SIOUX FALLS, S.D. (KELO) — The Sept. 26 Midwest Honor Flight trip to Washington, D.C. brought veterans to a number of landmarks in a relatively short amount of time in northern Virginia and D.C. before they returned to Sioux Falls, where they received an enthusiastic reception. Support isn’t just available from a cheering crowd; if a veteran is struggling with PTSD, depression or thoughts of suicide, resources are within reach.
“It’s got to be a nation-wide effort to do more, to listen more, to talk more and to help our veterans get the help that they need,” Navy veteran Rodney Smith said.

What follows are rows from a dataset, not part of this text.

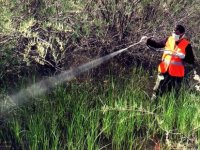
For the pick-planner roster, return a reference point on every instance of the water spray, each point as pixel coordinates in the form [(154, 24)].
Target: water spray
[(43, 86)]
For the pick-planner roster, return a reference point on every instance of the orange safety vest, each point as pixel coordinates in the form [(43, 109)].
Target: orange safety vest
[(173, 64)]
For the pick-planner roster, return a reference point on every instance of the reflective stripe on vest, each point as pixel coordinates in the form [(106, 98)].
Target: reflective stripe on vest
[(173, 64)]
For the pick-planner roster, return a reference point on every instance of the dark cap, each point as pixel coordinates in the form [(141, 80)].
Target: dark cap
[(180, 28)]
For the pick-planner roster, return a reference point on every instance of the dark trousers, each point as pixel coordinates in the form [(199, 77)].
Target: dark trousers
[(166, 83)]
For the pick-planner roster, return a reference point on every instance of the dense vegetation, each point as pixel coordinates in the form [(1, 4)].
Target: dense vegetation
[(108, 107)]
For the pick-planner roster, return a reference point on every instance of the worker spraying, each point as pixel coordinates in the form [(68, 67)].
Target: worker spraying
[(171, 70)]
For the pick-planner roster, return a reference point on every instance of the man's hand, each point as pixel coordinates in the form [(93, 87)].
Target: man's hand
[(143, 39)]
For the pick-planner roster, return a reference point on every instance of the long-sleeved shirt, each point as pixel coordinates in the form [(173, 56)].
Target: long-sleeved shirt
[(189, 56)]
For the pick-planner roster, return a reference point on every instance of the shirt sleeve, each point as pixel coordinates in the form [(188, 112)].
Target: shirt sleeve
[(156, 44), (189, 55)]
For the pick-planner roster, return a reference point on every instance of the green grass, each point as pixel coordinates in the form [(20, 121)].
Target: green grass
[(116, 114)]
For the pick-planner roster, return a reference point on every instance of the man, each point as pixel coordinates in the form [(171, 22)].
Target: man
[(171, 71)]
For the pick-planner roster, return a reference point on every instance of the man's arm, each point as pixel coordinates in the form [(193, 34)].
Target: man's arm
[(189, 55)]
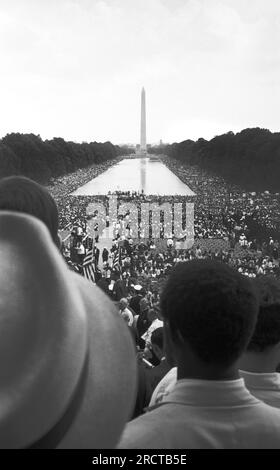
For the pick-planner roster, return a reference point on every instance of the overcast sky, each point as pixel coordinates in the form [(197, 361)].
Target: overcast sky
[(75, 68)]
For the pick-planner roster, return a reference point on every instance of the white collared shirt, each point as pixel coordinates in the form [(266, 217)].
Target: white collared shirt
[(265, 387), (204, 414)]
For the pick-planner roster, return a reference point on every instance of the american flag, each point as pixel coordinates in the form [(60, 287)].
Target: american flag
[(88, 266), (117, 259)]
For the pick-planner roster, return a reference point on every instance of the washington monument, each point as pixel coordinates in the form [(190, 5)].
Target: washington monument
[(143, 143)]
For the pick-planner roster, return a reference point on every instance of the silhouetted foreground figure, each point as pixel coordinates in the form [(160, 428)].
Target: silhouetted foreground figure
[(209, 313), (24, 195), (66, 357)]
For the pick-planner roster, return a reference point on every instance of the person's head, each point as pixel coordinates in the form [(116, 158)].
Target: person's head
[(209, 313), (123, 303), (144, 305), (21, 194), (263, 350), (157, 343)]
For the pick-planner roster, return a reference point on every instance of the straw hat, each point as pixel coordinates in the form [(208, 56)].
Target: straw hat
[(67, 360)]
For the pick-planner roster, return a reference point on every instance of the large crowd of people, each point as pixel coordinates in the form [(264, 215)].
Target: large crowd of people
[(199, 326), (230, 225)]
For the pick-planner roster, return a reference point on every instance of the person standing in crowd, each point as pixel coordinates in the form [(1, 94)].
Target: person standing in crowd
[(155, 374), (105, 255), (142, 322), (209, 313), (259, 363)]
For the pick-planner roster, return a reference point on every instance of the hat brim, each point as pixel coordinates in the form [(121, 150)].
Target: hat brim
[(111, 380)]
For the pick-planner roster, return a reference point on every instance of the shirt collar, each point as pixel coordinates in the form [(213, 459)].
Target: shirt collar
[(211, 393), (267, 381)]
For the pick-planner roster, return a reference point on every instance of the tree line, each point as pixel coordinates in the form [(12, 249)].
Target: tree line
[(29, 155), (250, 158)]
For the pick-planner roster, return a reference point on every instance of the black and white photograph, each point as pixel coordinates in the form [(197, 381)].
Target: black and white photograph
[(140, 228)]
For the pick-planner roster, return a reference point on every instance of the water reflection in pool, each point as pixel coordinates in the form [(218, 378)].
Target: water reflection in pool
[(137, 174)]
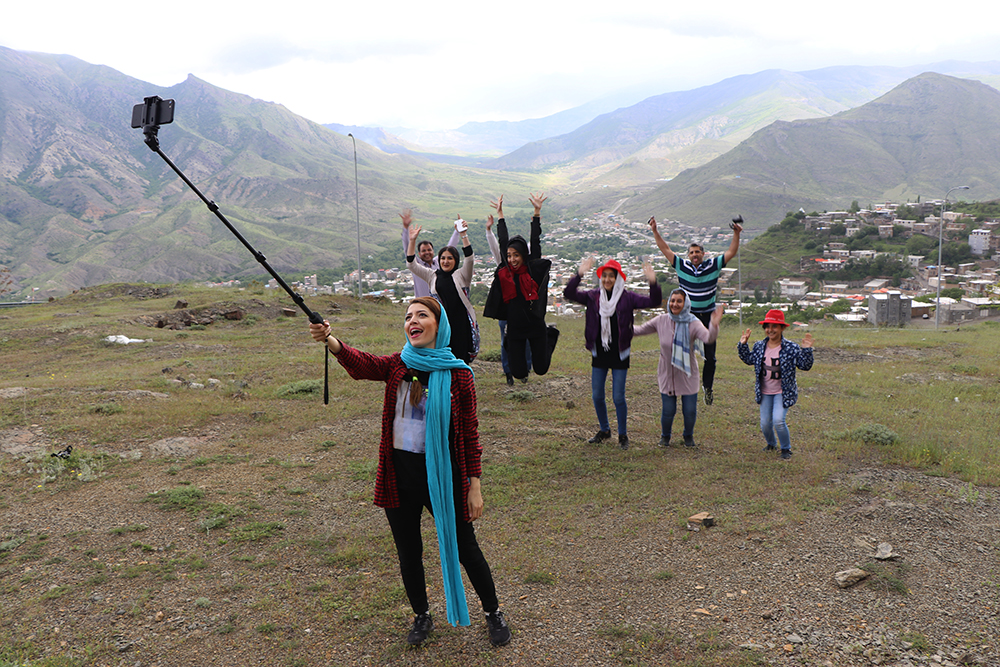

Shortly after cheers rang out at the Sioux Falls Arena, Smith shared how mental illness has shaken his world.
“My brother, who was a Green Beret in Vietnam, he made it home, but he didn’t make it,” said Smith, who lives in the Chester, S.D. area. “In 1976, he committed suicide. I always felt guilty about that because I wasn’t there to be the one to talk him out of it.”
His brother Duane was 26 years old. Rodney describes his brother as giving and “fun-loving.”
“After I came home from Vietnam and being a veteran of there, he still wouldn’t talk to me,” Smith said. “He couldn’t talk to me about it, so it was that horrific that he couldn’t even share it with a blood brother, let alone a military brother.”
Army veteran LeRoy Madsen of Pierre, who like Smith was among the honored veterans on the trip, spoke with KELOLAND News near the National Mall about mental health.
“You never know how war’s going to affect an individual,” Madsen said. “It could be mental; it could be physical. You have no idea until you deal with it yourself.”
“You’ve got to find a friend that will be the one for you,” Smith said. “And that’s the American Legion’s program now, is to ‘Be the One.'”
The Veterans Crisis Line is one resource that’s available every hour of the day: just four digits away.
“Dial 988 and then dial 1,” Smith said.